# Heyoooo



## SpAcEmAn SpLiFF (Dec 18, 2007)

hiya welcome


----------



## T.J. (Aug 28, 2007)

Damn, my old stomping grounds. Originally from outside of Reading (farm country) but used to party at KU a little bit. Used to go to a little bar there too. i wanna say Shorty's or something. went there on my 21st. brings back some memories...

anyway, why are you going all the way to blue when bear creek is in your back yard? and for that matter your only 10 minutes off of the NE extension for all the Mts in the poconos. you could ride a different mountain everyday of the week, hehe.

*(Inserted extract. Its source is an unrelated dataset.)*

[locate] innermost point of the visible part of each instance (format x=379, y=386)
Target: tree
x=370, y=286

and welcome aboard! :thumbsup:


----------



## Guest (Aug 21, 2008)

haha farm country! you're not kiddin... that's all kutztown/reading area is haha that & amish land. i know about shorty's, i'm not 21 yet so i havn't been there but all my friends have & they enjoy it. my apartment is literally 2 blocks from that place haha. 

annyways, i know bear creek is right there.. i'm planning on working there this season... but i gotta be honest, i'm not really that huge of a fan of bear creek. except for the terrain park, i think blue is so much better. it's bigger too. but with the distance & fact that i'm a college student with not a whole lot of money lol i'll probably be going there a lot, especially if i'm working there. blue is my favorite but i'm up for checking out new mountains. i'm going to killington vermont for christmas with my family... now THAT is a mountain & i can't wait! 

and thanks  haha


----------